Description
Study the “Learning from imbalanced data” paper, by He and Garcia.
Study the “An introduction to ROC analysis” paper, by Fawcett.
Study the “SMOTE: Synthetic Minority Oversampling Technique” paper, by Chawla et. al .
Study the “MetaCost: A General Method for Making Classifiers Cost-Sensitive” paper, by Domingos.
Visualization task (5pt) – 1 A4
Load the fraud data into your favorite analysis platform (R, Matlab, Python, Weka, KNIME, …) and make a visualization showing an interesting relationship in the data when comparing the fraudulent from the benign credit card transactions. You may use any visualization method such as a Heat map, a Scatter plot, a Bar chart, a set of Box plots, etc. as long as they show all data points in one figure. What feature(s) and relation to show is entirely up to you. Describe the plot briefly.

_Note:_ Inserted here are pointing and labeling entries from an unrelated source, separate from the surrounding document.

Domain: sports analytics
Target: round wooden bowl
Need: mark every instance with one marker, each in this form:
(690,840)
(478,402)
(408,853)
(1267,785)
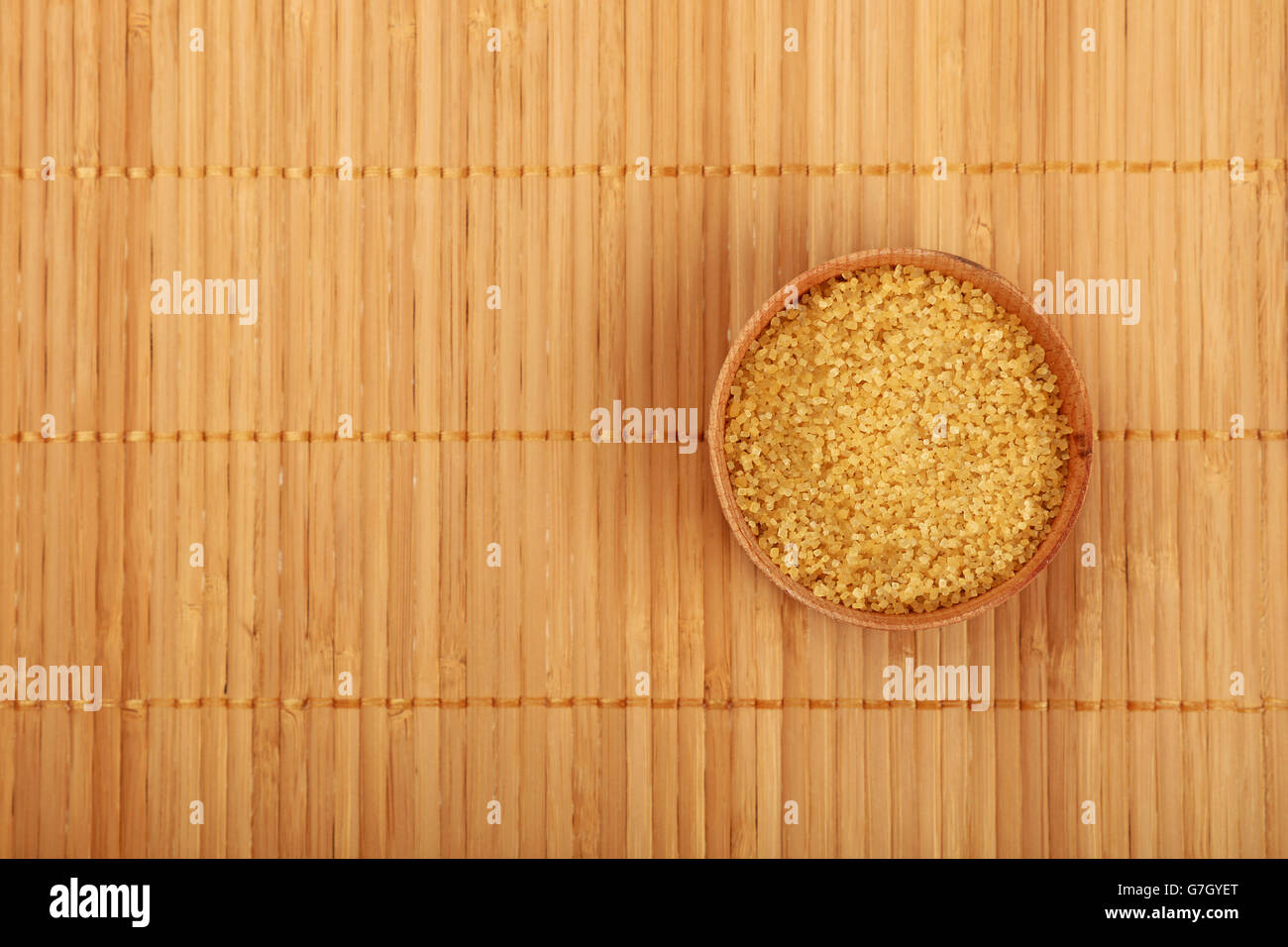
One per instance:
(1074,406)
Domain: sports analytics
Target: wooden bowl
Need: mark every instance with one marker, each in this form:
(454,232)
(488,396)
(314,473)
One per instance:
(1074,406)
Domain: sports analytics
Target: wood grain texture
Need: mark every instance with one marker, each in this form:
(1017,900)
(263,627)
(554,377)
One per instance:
(519,690)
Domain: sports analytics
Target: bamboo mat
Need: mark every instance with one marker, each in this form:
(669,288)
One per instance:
(494,269)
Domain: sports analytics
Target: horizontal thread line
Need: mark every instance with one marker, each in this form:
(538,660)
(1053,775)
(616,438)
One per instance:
(402,703)
(471,436)
(619,170)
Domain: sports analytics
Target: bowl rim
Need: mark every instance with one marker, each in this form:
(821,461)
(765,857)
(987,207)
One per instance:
(1074,405)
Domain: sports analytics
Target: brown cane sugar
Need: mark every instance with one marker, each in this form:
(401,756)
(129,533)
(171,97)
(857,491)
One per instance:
(897,444)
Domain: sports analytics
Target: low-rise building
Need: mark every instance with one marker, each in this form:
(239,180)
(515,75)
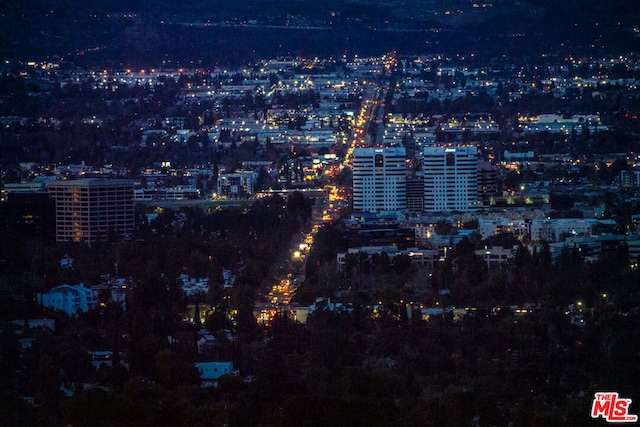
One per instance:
(210,372)
(69,298)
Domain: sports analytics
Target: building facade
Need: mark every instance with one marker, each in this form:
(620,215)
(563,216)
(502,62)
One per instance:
(450,179)
(93,209)
(379,179)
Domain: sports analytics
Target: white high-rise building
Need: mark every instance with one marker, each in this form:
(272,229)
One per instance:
(379,179)
(450,179)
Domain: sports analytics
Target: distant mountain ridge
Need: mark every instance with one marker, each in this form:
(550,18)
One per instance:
(142,32)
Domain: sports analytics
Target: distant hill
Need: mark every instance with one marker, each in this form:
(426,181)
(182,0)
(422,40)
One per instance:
(145,33)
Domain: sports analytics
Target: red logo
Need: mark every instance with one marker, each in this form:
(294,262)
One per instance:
(612,408)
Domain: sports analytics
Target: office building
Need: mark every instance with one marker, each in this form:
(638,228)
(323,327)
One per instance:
(379,179)
(450,179)
(93,209)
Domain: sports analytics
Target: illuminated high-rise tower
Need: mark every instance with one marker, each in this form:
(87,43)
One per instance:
(450,179)
(379,179)
(90,210)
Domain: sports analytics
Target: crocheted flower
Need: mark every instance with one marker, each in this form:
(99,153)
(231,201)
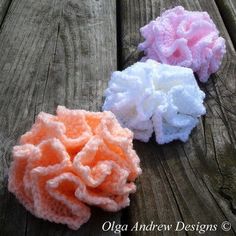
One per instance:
(184,38)
(149,96)
(69,161)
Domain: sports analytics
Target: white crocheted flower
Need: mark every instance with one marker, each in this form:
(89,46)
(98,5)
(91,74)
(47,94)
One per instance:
(149,96)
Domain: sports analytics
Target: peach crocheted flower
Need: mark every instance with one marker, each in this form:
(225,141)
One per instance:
(69,161)
(184,38)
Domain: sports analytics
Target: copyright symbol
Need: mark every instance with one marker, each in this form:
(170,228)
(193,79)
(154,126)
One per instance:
(226,226)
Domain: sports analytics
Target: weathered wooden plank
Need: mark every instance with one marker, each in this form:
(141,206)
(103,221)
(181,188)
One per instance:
(228,12)
(51,52)
(194,181)
(4,6)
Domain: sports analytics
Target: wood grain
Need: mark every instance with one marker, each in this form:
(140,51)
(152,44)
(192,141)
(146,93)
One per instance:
(4,7)
(51,52)
(194,181)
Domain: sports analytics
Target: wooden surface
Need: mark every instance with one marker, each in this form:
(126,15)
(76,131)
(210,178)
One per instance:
(62,52)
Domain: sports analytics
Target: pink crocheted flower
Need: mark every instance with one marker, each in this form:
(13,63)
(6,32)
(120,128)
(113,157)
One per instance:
(184,38)
(69,161)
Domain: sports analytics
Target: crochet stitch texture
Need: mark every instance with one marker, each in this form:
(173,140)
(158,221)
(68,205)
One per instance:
(184,38)
(72,160)
(149,96)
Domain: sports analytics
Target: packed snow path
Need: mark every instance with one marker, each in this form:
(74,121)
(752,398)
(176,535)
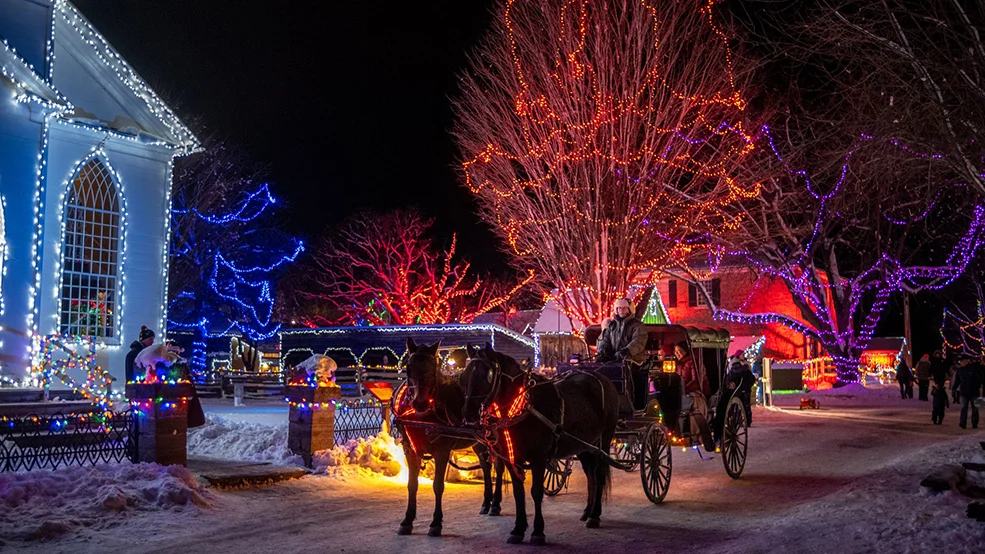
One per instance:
(844,478)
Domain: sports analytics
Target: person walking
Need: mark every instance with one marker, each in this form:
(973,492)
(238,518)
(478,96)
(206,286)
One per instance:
(144,339)
(968,381)
(923,376)
(905,378)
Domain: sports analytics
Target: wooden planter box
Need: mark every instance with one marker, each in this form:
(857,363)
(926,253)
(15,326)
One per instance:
(162,432)
(311,429)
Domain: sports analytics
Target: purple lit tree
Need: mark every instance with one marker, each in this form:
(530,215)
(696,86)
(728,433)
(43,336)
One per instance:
(225,251)
(847,233)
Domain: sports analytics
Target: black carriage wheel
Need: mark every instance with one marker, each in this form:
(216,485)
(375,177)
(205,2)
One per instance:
(556,476)
(735,438)
(626,450)
(655,463)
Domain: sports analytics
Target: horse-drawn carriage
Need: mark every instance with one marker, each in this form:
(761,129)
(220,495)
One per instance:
(656,415)
(597,413)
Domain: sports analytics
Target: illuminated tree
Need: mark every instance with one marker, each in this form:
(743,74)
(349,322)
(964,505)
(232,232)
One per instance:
(382,269)
(225,251)
(963,325)
(847,233)
(601,137)
(913,71)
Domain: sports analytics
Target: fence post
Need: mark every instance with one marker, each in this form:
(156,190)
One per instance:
(312,419)
(160,411)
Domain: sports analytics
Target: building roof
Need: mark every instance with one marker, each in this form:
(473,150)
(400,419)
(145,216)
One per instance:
(29,84)
(109,92)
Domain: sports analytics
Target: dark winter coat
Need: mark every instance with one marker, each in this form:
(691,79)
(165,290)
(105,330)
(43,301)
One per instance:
(938,370)
(135,348)
(923,370)
(740,379)
(903,373)
(968,380)
(622,339)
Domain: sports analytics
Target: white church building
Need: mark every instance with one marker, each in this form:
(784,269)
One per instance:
(86,154)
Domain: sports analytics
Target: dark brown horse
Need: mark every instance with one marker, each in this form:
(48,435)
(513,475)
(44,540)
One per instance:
(430,397)
(532,420)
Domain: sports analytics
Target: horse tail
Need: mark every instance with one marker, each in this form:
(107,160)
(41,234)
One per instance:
(606,474)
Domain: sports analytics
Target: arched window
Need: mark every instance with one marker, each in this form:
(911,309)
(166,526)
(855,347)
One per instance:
(90,254)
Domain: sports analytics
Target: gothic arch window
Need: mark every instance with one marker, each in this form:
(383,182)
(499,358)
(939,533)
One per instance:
(91,254)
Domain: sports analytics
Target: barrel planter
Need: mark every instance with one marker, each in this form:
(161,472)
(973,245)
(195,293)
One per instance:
(161,411)
(312,419)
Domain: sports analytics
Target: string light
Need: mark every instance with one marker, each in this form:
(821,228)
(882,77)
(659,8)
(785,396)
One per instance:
(37,88)
(236,282)
(876,283)
(968,331)
(552,140)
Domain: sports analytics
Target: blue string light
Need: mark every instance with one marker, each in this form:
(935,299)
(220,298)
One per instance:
(236,296)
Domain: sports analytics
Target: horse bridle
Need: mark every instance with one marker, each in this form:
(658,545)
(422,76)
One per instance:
(433,390)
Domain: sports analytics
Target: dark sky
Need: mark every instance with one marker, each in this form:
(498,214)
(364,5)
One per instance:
(347,101)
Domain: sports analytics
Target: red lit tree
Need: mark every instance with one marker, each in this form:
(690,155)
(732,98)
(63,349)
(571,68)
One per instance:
(382,269)
(601,137)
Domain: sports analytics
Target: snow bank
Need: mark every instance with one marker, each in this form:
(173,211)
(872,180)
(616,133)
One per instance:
(44,504)
(228,439)
(235,440)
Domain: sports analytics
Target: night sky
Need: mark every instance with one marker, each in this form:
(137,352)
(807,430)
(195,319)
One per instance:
(348,102)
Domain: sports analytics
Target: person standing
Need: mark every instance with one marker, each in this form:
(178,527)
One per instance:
(144,339)
(968,381)
(939,368)
(905,378)
(623,345)
(923,376)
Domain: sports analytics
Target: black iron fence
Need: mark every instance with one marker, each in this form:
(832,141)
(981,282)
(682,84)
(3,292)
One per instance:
(52,441)
(361,421)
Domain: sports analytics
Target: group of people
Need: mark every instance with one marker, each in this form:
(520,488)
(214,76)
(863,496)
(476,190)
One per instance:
(943,381)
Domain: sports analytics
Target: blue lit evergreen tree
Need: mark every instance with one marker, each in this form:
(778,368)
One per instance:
(226,250)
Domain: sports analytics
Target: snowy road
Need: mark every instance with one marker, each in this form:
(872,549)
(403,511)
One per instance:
(840,479)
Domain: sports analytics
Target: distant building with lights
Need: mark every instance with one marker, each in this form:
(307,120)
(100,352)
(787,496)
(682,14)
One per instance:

Imbalance task (5 pt) – 1 A4
Process the data such that you can apply SMOTE to it. SMOTE is included in most analysis platforms, if not you can write the scripts for it yourself. Analyze the performance of at least three classifiers on the SMOTEd and UNSMOTEd data using ROC analysis. Provide the obtained ROC curves and explain which method performs best. Is using SMOTE a good idea? Why (not)?
Classification task (10 pt) – 2 A4, prices from Adyen for the top performers!
Build two classifiers for the fraud detection data as well as you can manage:
-
A black-box algorithm, ignoring its inner workings: it is the performance that counts.
-
A white-box algorithm, making sure that we can explain why a transaction is labeled as being fraudulent.
Explain the applied data pre-processing steps, learning algorithms, and post-processing steps or ensemble methods. Compare the performance of the two algorithms, focusing on performance criteria that are relevant in practice, use 10-fold cross-validation. Write clear code/scripts for this task, for peer-review your fellow students will be asked to run and understand your code!
Bonus task (3 pt) – 1 A4
Try to add context to your classifier by linking/grouping the transactions based on IP, or card number, or transaction date, or country code, etc. For example, you can first aggregate the data before learning a classifier, or post-process the classifier decisions into improved estimates. Do whatever you can to improve your classifiers performance by not seeing every table row as an individual record, they are linked to others in many different ways.